Prise de notes et numérotation Retorica

Roger

 

  1. La révolution est-elle possible ? Oui selon Michel Onfray, elle est possible sous forme de micro-révolutions comme le souhaitait Proud’hon (coopératives etc.) Badiou est d’accord : ce mouvement va de Proudhon à Deleuze. Il s’agit là de pratiques responsables mais elles sont sans lien avec la politique. Il faut concevoir une autre société. C’est un combat global, impitoyable contre les 10 % de riches qui accaparent 86 % des richesses. Les démunis ne peuvent l’emporter sur les puissants que par la discipline. D’ailleurs, note Onfray, le dernier Proudhon réhabilite l’Etat comme garantie libertaire. Pour Badiou le niveau global n’est pas forcément l’Etat mais l’internationalisme. L’Etat ne peut garantir les micro-révolutions.

 

  1. Selon Badiou l’antitotalitarisme d’Onfray semble désarmer la gauche. Onfray lui reproche de soutenir des régimes types Robespierre ou Castro. Onfray soutient Mitterrand qui est une catastrophe pour Badiou. Ce dernier se dit loin de ces querelles et remonte à 1848 pour reconstruire une stratégie en reprenant Marx au début selon trois points de vue. 1. reformulation de la dialectique : la négation est mal pensée quand elle ne porte pas la construction. 2. prendre la mesure du capitalisme d’aujourd’hui qui convertit les subjectivités, les individus au marché. Seule l’échelle internationale est pertinente mais une nouvelle internationale n’est plus possible. 3. prendre en compte l’islam.

 

  1. Onfray est d’accord sur le 1. mais pas sur le 2. Pour lui l’individu est fondamental mais le sujet darwinien n’est pas celui de Freud ou de Descartes. Le sujet contemporain est conduit par le désir.

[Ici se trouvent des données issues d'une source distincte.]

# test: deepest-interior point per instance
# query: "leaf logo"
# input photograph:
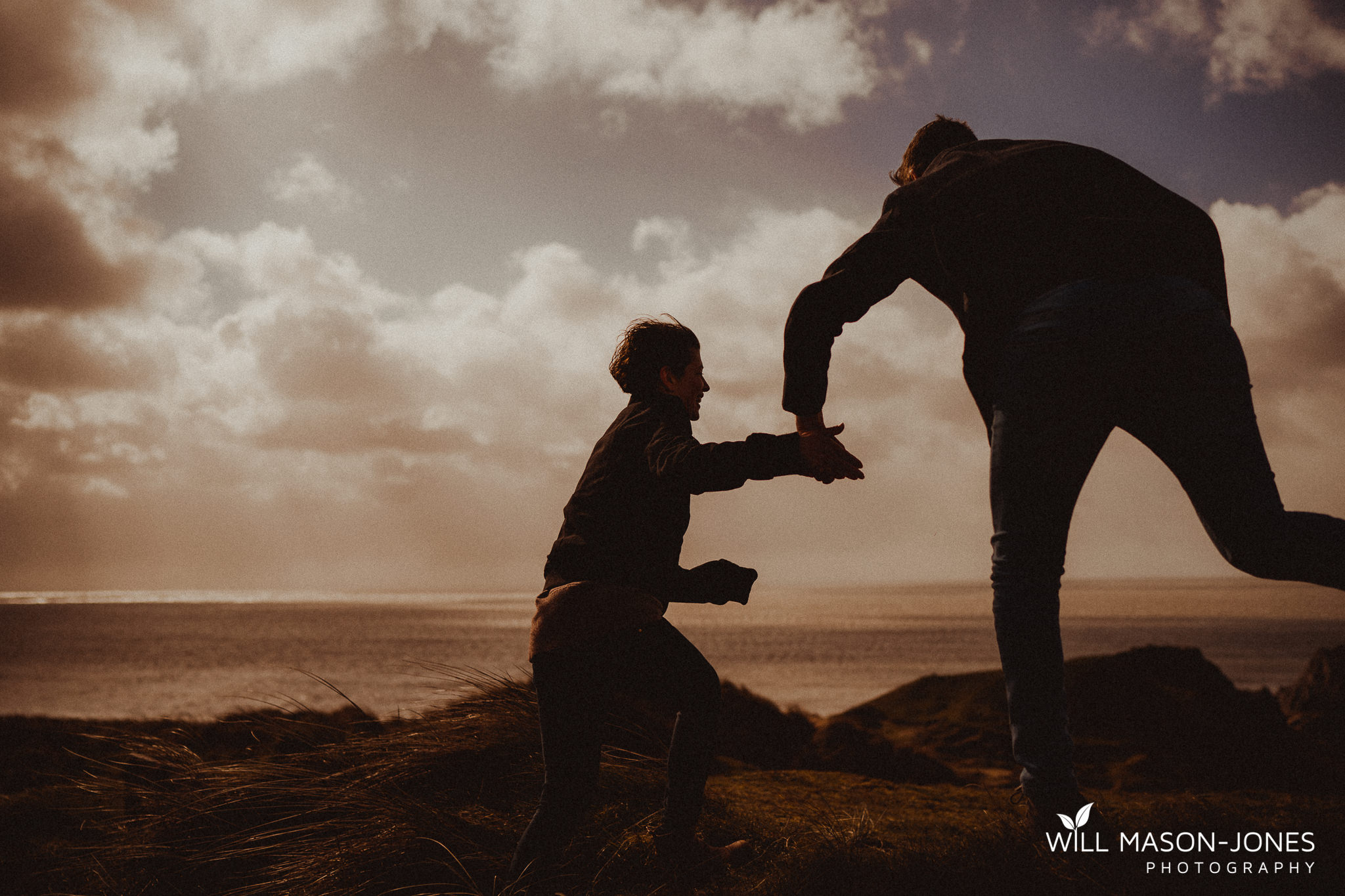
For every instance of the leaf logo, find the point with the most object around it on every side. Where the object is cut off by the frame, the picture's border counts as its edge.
(1078, 821)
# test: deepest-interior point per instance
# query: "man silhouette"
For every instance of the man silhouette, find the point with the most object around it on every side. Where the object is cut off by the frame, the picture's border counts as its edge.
(1090, 297)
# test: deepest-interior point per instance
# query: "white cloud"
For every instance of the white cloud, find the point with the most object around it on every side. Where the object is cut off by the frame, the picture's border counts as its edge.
(310, 181)
(1286, 285)
(1251, 45)
(798, 56)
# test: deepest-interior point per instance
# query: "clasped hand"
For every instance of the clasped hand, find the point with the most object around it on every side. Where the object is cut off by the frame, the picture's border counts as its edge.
(827, 459)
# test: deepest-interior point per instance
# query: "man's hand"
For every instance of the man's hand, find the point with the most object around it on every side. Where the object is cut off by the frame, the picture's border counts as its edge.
(824, 453)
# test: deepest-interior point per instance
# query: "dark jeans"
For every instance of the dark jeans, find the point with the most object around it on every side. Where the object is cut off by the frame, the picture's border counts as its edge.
(1158, 359)
(575, 688)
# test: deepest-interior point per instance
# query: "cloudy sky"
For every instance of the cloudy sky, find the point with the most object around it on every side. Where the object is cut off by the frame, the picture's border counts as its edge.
(303, 293)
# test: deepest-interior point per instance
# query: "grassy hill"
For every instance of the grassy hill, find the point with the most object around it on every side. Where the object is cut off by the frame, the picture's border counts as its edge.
(338, 805)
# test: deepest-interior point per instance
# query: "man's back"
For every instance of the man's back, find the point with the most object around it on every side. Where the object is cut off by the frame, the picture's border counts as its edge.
(1012, 219)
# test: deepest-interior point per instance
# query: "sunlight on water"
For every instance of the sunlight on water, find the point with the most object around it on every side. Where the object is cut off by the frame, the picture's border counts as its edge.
(205, 653)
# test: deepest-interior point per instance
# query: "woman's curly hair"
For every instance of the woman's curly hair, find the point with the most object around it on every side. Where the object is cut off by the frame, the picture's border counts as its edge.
(648, 345)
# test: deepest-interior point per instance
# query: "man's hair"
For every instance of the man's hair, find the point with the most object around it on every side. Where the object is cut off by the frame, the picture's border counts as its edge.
(648, 345)
(939, 135)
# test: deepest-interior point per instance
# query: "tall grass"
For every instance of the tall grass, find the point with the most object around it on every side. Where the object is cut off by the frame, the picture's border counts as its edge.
(300, 803)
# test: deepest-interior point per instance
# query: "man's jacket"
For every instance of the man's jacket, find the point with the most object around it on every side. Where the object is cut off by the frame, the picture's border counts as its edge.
(630, 511)
(989, 227)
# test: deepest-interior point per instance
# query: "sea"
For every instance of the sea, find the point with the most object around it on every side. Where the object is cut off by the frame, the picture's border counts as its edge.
(202, 654)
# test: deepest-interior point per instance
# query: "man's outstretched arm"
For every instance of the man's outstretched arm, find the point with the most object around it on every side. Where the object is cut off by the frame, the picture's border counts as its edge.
(866, 273)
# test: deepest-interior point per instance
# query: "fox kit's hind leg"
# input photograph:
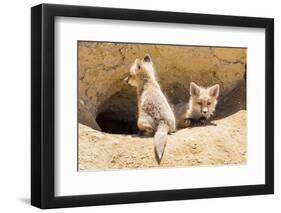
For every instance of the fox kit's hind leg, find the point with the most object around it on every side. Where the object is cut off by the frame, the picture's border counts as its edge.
(145, 125)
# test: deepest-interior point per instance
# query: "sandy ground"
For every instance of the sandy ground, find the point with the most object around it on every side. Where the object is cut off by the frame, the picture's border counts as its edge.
(224, 142)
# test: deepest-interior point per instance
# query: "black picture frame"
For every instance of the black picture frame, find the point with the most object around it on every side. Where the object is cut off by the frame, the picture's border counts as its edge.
(43, 102)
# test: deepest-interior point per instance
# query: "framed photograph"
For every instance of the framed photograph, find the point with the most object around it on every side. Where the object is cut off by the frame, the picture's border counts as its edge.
(139, 106)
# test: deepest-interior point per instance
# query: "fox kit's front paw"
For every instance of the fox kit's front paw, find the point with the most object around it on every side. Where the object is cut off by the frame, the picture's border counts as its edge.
(203, 121)
(188, 122)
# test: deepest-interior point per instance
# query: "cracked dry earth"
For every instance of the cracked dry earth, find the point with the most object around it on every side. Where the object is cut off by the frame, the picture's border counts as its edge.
(223, 142)
(103, 95)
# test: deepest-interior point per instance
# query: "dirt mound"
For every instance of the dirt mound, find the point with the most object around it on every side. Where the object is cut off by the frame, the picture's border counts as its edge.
(221, 142)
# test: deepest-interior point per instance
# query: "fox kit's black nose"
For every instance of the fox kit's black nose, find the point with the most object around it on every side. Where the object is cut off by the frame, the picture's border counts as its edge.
(147, 58)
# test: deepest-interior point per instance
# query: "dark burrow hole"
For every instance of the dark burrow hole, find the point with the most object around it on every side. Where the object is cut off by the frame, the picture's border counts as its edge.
(115, 126)
(118, 114)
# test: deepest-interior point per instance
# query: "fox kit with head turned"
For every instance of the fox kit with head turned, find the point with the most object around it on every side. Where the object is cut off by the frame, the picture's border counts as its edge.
(201, 105)
(155, 115)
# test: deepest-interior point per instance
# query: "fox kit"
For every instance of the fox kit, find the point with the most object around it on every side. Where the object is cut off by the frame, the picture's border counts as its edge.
(201, 105)
(155, 115)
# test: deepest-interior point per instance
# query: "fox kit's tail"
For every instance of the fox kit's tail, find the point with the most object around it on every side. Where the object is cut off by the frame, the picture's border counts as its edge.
(160, 139)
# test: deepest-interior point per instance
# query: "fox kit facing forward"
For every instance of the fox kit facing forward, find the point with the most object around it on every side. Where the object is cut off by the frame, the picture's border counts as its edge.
(155, 115)
(201, 105)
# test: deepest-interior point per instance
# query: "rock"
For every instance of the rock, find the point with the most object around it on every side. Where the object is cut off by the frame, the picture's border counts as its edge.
(107, 105)
(104, 99)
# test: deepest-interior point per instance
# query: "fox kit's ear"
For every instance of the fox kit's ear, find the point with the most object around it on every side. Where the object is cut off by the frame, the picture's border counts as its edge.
(214, 90)
(147, 58)
(194, 89)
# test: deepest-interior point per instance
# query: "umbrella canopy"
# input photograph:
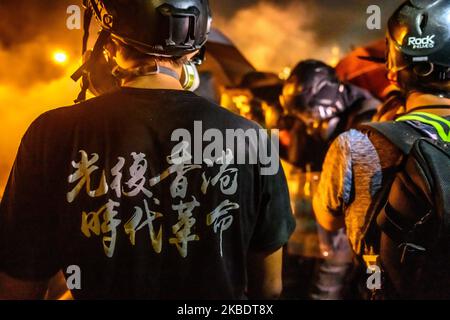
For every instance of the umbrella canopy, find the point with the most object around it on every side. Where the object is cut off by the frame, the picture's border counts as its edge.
(224, 60)
(364, 73)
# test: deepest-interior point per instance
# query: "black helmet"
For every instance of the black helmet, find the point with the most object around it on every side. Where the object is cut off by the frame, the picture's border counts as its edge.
(312, 91)
(164, 27)
(418, 46)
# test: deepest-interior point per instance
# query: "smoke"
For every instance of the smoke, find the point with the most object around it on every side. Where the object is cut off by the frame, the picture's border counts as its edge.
(274, 37)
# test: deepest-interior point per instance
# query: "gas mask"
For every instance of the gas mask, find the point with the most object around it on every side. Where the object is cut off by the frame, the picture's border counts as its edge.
(104, 74)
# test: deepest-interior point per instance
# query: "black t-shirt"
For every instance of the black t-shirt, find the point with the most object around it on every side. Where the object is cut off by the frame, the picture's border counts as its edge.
(101, 186)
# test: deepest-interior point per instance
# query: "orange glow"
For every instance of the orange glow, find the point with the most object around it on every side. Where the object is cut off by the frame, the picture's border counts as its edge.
(60, 57)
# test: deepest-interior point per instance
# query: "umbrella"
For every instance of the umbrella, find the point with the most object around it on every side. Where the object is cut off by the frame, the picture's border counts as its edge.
(224, 61)
(366, 73)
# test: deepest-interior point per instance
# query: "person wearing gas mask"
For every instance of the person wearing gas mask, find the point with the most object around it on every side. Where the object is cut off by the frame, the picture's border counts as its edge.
(388, 183)
(322, 107)
(110, 187)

Le 3. est difficile à appréhender : comment entrer en relation avec l’islam ? comment être internationaliste face à lui ? Le dernier Bourdieu envisageait une nouvelle Europe et un nouvel internationalisme à construire.

 

  1. Badiou est d’accord sauf sur le 2 car le monde contemporain est homogène par ses réactions. La contre-logique se construit par noyaux et non par ascension : il y a une discontinuité majeure entre l’homme est l’animal. En politique le sujet libéral intéressé rejoint Onfray sur le plan du désir. Le sujet pour Badiou s’engage dans un processus qui va vers l’universel. Onfray soutient un Darwin de la coopération, du genre Kropotkhine « L’entraide »‘. Le libertaire n’est pas le libéral. Badiou rétorque que les libéraux ont toujours admis une entraide mais l’aide est un frein à la politique.

 

  1. Reste le 3. L’islam est-il un achoppement ? Onfray demande comment rendre la raison populaire devant le risque d’islamisation. Il récuse la civilisation judéo-chrétienne comme toutes les autres religions. Il pense qu’on va vers une civilisation planétaire dont l’Umma est la préfiguration. Une spiritualité influence une civilisation. Or la civilisation occidentale s’effondre face à la grande santé islamique qui ne parle ni de liberté, d’égalité ou de fraternité.

 

  1. Pour Badiou la question religieuse est construite et sert de chiffon rouge. L’islam ne tiendra pas le coup devant l’individualime intéressé du capitalisme. On a vanté la laïcité de Jules Ferry. On se trompe d’époque. La hiérarchie transcivilisationnelle fait que les hiérarques se ressemblent. Il faut se concentrer sur l’essentiel : l’islam est capitaliste.

 

  1. Pour Onfray il faut tenir une position athée face à l’occident, au sionisme… Badiou est d’accord. Onfray juge que l’islam est comme la démocratie chrétienne : les mosquées se videront. La théocratie est opposée à la démocratie. Pour Badiou Dieu est mort. Le capitalisme est la fin de la religion. L’islam mourra mais le propre de Dieu est de ressusciter dit Onfray. Badiou y voit un faux semblant. Pour Onfry les religions sont entropiques mais elles sont plus audibles que les libertaires. Badiou juge que les nouveaux fascismes prospèrent là où la pensée émancipatrice est faible.

 

  1. Onfray voit Albert Camus comme le représentant d’une gauche libertaire bâillonnée par le camp sartrien et marxiste. Badiou voit en lui un grand écrivain mais un philosophe faible. L’anarcho-syndicalisme n’a pas pu être étouffé mais Camus va à reculons dans le combat anticolonialiste. Onfray est d’accord mais la cohérence politique de Camus reste à dégager. Il est engagé très tôt dans ce combat (voir ses reportages sur la misère en Kabylie). Il a une perspective anarchiste mais la pensée anarchiste reste invisible. Proudhon est anti-hégélien. La tradition libertaire existait chez les Girondins. La Commune de Paris n’a pas été marxiste mais proudhonienne ou blanquisme. Par contre l’écriture de la gauche française est marxiste. L’autogestion reste invisible d’où le débat continuel de deux traditions qui se rencontrent rarement et c’est dommage.

 

  1. Jean-Claude (17 mai 2014) : Très bonne idée d’avoir résumé le débat (que j’ignorais). Les deux débatteurs ont des arguments pertinents, qui relèvent cependant du pari de l’un ou de l’autre (les mosquées se videront/le monde contemporain est homogène dans ses réactions/une nouvelle internationale n’est plus possible…).

 

1) Ils ont oublié une donnée de taille : le climat. Les perturbations vont forcer l’internationalisation des choses et des comportements.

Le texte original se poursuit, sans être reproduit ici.